4 NH3 + 70 O2 ---> 4NO2 + 6 H2O. If 23.7 g of NH3 react with 18.5g of oxygen, which is the limiting reagent?

First, the equation must be balanced correctly:

4 NH3 + 7 O2 → 4 NO2 + 6 H2O

(23.7 g NH3) / (17.03056 g NH3/mol) = 1.3916 mol NH3

(18.5 g O2) / (31.99886 g O2/mol) = 0.57815 mol O2

0.57815 mole of O2 would react completely with 0.57815 x (4/7) = 0.33037 mole of NH3, but there is more NH3 present than that, so NH3 is in excess and O2 is the limiting reagent.

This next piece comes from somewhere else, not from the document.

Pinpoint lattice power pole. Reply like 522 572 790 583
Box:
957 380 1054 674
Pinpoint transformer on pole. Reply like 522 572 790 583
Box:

your equation does not balance. 

Ammonia + Oxygen ➜ Nitrogen dioxide + water

4NH₃ + 7O₂ ➜ 4NO₂ + 6H₂O

NO₂ is 46 g/mol

NH₃ is 17 g/mol

H₂O is 18 g/mol

O₂ is 32 g/mol

4NH₃ + 7O₂ ➜ 4NO₂ + 6H₂O

4•17 g of NH₃ + 7•32 g of O₂ ➜ 4•46 g of NO₂ + 6•18 g of H₂O

68 g of NH₃ + 224 g of O₂ ➜ 184 g of NO₂ + 108 g of H₂O

check 68+224 = 184+108 = 292

23.7 g of NH₃ react with 18.5g of O₂

amount of O₂ required to react with 23.7 g of NH₃ is

224/68 = x/23.7

x = 78.1 g

you have only 18, so it is the limiting factor.